Nos Cellules Souches Survivent à notre Décés

De récents travaux remettent en question ce que l'on savait du mécanisme de la mort cellulaire. Des chercheurs ont découvert sur un cadavre des cellules souches vivantes qui ont pu être réactivées 17 jours après le trépas.

Dix-sept jours après le décès, toutes les cellules d'un cadavre ne sont pas mortes (->)... Ces cellules souches musculaires ont pu être reveillées alors qu'elles ne présentaient plus aucun signe d'activité métabolique.

Notre numéro d'il y a six ans consacrait sa une à la mort. Loin de percer tous les secrets de cet insondable mystère, notre dossier montrait néanmoins comment l'évolution de la médecine avait permis de définir plus précisément à quel moment survient cette issue fatale, et quelles sont les mécaniques cellulaires qui président à la mort de nos cellules. Des mécaniques dont certaines cellules semblent pourtant être parvenues à franchir...

CERTAINES CELLULES ENTRENT EN HIBERNATION...

Ainsi, dans les tissus musculaires de personnes décédées pour certaines depuis 17 jours, Fabrice Chrétien et Shahragim Tajbakhsh, chercheurs à l'Institut Pasteur, à Paris, ont eu la surprise de découvrir des cellules souches encore bien vivantes et, chose encore plus étonnante, capables, une fois remises en culture, de régénérer du tissu musculaire ! "Des expériences avaient déjà montré une survie de cellules souches fotales 32 heures post-mortem. Mais 17 jours, qui plus est dans des tissus adultes de personnes par ailleurs relativement âgées, c'était inespéré", s'enthousiasme Fabrice Chrétien. Et de préciser "qu'il s'agit de cellules satellites, des cellules souches spécifiques des muscles, accolées aux fibres musculaires. Lorsque le muscle est abîmé, elles sont alors capables de régénérer le tissu musculaire". Il n'est donc, en soi, pas étonnant qu'elles résistent à un environnement hostile, à savoir la nécrose des cellules qui les entourent, puisque celle-ci concourt à former un milieu acide et pauvre en oxygène contre lequel elles doivent se prémunir pour assurer leur fonction.
Mais ce qui surprend les chercheurs, c'est surtout l'état de quiescence (repos) profond dans lequel ces cellules se plongent, une sorte "d'hibernation". "On savait les cellules souches capables de ralentir leur activité. Mais là, elles n'en ont aucune. L'absence de toute activité métabolique était quelque chose de connu chez les bactéries, mais pas chez des cellules de mammifères", précise Fabrice Chrétien.

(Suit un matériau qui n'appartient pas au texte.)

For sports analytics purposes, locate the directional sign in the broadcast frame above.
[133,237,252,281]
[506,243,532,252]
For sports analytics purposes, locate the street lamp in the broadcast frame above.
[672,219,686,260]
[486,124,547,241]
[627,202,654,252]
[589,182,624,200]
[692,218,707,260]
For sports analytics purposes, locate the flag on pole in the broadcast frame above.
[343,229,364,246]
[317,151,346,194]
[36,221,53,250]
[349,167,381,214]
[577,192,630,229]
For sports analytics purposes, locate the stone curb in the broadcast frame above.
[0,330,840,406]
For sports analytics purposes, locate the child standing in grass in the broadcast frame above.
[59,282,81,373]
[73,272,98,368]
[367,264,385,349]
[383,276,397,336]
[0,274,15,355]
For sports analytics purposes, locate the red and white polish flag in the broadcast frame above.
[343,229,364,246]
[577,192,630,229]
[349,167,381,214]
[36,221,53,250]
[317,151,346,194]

ET NE S'ÉTEIGNENT QUE PROGRESSIVEMENT

Les chercheurs ont plus particulièrement montré que les mitochondries disparaissent. Ces organites cellulaires ont un double rôle. Ils sont à la fois bénéfiques (ils permettent aux cellules de produire de l'énergie), et néfastes (ils fabriquent des radicaux libres, connus pour favoriser la mort cellulaire). Il semble donc que de leur point de vue, les cellules souches musculaires aient davantage gagné à les voir disparaître qu'à leur maintien. Reste désormais à identifier les signaux qui induisent cette entrée en hibernation.
Si cette découverte offre un nouveau gisement de cellules souches à visées thérapeutiques, elle interroge aussi, de façon plus conceptuelle, sur le frontière entre la vie et la mort. 'La mort d'un individu reste un phénomène brutal ; la mort cellulaire est, elle, bien plus progressive', conclut Fabrice Chrétien... qui n'exclut pas trouver des cellules survivantes bien au-delà de ce record de 17 jours. Longtemps après la signature de notre acte de décès, nous vivons donc encore un peu...

QUAND PEUT-ON DIRE D'UNE PERSONNE QU'ELLE EST MORTE ?
Respiration, circulation sanguine et fonctionnement cérébral sont les trois fonctions considérées comme vitales et dont l'arrêt signe notre mort
. Jusque dans les années 1950, les médecins recouraient aux deux premières pour décréter le décès. Le pouls était mesuré et un miroir placé devant la bouche pour vérifier qu'aucune condensation ne s'y formait. Mais depuis l'invention du respirateur artificiel et de machines capables d'assurer la circulation sanguine, c'est la mort cérébrale qui fait foi.